At a Glance
- After announcement to continue OPEC production cuts, WTI crude prices dropped nearly 7 percent
- The expansion of OPEC+ is critical for the cartel’s survival amidst U.S. production that has grown to over 12.1 million barrels per day
At their July meeting in Vienna, OPEC and OPEC+ decided to continue to operate within the parameters of the 1.2 million barrel per day (bpd) production cut laid out in December 2018. The official press release stated the cuts would continue “for an additional period of nine months from 01 July 2019 to 31 March 2020.” Also noted in the press release was the date of the next OPEC and non-OPEC Ministerial Meeting to be held on December 6, where the cuts will be reviewed and discussed. That basically makes this nine-month extension, a six-month extension.
Pre-Meeting OPEC Watch
The stated intention of production cuts is to balance supply and “stabilize” prices, which is a pleasing way of saying “increase” prices. OPEC+’s supply cuts, were originally put in place as a temporary measure at the beginning of 2017 but they were announced in 2016. Those cuts helped to stop an almost two-year decline in oil prices, and OPEC and its oil producing allies have renewed or extended production cuts repeatedly since then. Prior to the announcement the CME OPEC Watch Tool had the probability of maintaining production cuts at only 5 percent. That was a window into the market’s potential disappointment when the extension announcement came on July 2.

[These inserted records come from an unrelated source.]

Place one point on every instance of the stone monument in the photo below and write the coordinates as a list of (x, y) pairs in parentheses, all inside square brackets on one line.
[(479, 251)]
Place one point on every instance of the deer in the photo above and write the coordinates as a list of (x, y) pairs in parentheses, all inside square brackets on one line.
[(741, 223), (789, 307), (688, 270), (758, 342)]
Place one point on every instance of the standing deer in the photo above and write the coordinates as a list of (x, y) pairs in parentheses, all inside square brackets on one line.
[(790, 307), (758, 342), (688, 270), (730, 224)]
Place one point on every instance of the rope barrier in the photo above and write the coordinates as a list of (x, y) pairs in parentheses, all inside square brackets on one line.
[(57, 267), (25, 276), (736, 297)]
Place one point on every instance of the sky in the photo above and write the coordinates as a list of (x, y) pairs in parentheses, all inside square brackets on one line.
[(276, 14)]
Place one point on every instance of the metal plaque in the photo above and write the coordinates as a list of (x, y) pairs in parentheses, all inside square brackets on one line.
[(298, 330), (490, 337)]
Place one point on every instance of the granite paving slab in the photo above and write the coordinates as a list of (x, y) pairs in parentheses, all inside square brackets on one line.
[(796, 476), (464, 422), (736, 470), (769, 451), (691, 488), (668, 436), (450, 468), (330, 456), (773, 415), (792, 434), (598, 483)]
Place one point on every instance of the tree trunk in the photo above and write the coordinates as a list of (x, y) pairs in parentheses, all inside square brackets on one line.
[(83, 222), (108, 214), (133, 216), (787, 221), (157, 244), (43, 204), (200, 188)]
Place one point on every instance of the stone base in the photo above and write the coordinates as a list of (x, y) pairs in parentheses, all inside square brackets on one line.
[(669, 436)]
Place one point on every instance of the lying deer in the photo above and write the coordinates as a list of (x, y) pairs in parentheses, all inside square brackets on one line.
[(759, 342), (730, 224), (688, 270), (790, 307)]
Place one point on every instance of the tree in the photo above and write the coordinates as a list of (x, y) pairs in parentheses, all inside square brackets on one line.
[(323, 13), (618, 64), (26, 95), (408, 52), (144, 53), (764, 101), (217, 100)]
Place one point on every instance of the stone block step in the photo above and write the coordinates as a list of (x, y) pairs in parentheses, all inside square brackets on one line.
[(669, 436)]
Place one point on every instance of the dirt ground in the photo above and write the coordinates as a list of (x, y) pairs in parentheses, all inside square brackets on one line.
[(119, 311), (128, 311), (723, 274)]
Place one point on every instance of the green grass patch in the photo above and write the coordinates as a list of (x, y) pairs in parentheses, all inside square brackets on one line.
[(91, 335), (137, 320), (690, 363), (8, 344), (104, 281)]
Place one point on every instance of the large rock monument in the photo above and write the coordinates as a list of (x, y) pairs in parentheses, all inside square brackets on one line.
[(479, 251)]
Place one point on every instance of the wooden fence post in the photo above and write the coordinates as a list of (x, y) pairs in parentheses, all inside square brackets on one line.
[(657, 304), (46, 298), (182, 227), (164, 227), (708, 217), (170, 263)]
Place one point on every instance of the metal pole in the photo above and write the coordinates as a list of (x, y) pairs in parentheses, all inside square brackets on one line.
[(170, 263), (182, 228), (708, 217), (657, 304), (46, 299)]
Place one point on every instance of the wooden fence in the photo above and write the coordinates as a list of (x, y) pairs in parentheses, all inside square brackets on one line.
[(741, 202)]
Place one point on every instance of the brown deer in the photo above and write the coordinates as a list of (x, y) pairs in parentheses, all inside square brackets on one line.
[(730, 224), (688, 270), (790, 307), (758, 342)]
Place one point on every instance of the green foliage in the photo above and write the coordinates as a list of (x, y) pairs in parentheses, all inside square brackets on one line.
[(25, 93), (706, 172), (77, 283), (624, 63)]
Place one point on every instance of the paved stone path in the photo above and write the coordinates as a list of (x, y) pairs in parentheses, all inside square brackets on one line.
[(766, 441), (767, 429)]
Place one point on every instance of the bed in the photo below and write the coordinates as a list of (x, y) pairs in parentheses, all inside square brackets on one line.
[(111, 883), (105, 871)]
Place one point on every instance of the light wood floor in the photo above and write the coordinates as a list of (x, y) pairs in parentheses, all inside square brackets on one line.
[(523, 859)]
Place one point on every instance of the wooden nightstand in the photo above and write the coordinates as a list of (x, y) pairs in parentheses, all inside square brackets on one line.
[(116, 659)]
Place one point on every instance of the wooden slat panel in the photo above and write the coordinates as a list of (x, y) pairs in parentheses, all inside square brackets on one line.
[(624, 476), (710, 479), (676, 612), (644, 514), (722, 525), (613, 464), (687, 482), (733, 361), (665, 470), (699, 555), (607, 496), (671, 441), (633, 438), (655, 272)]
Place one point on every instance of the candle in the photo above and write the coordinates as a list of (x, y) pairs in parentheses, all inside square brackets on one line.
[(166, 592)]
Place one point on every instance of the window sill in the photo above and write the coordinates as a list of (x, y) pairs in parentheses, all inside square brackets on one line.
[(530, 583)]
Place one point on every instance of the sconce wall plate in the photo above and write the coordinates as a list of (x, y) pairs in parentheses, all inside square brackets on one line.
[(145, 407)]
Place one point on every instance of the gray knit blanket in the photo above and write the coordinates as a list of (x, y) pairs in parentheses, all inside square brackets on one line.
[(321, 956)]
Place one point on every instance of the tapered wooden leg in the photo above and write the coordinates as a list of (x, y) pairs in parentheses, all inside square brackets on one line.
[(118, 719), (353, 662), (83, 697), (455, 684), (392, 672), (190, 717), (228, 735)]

Post announcement, WTI crude prices fell from an initial spike high of $60.28 in the August contract to $56.09, a decline of almost 7 percent in less than 24 hours. That was certainly not the outcome OPEC members were hoping for, but definitely the outcome that CME crude oil options was predicting given the failure to increase output cuts.
Cracks in OPEC Foundation?
On April 4 we posted a piece where we discussed the declining influence of OPEC on oil prices. In that piece I wrote “While continued cooperation within OPEC+ is all but guaranteed, there is some tension, disagreement and cracks in the foundation of the super-cartel. It seems like at this point, we won’t know if those cracks have been mended until the late June meeting of OPEC+.” It seems as if they have not been mended but have gotten worse, with Iran being the main antagonist.
Iran voiced objections to the strong influence of Saudi Arabia over OPEC decisions, and as cooperation between Saudi Arabia and Russia solidifies, that influence becomes stronger. OPEC alone controls less than 50 percent of the world’s crude oil production, but “OPEC+,” controls a majority, which is critical for the cartels survival amidst U.S. production that has grown to over 12.1 million barrels per day.
A New Charter
At the meeting in Vienna, OPEC agreed to formally recognize the new relationship with its non-OPEC allies through a “Charter of Cooperation.” The charter only needs to be approved by Russia and the other OPEC+ members, but Iran threatened to use its veto power to derail the formal agreement of cooperation. It ultimately acquiesced, but the tension remains, in part due to Saudi Arabia and the UAE’s support for American economic sanctions levied against Iran.
Saudi Arabia’s minister of energy, Khalid al-Falih, called the charter a “historic document.” While adding “We are bringing a group of producers permanently into a bigger fence … to sort of work together as a bigger family.” The charter, however, is not universally loved by the rest of OPEC, given the power displayed by Saudi Arabia and Russia by implying an extension has been agreed upon prior to commencement of the meeting. “Who needs an OPEC meeting?” one irritated OPEC delegate said.
The power of the new official OPEC+ is definitely real, but there are two new pipelines due to come online in west in 2020, cutting cost of delivery for the U.S. shale patch. That along with Iranian tensions both within OPEC and on the world stage continues to shine a light on the decline of OPEC influence on global oil prices.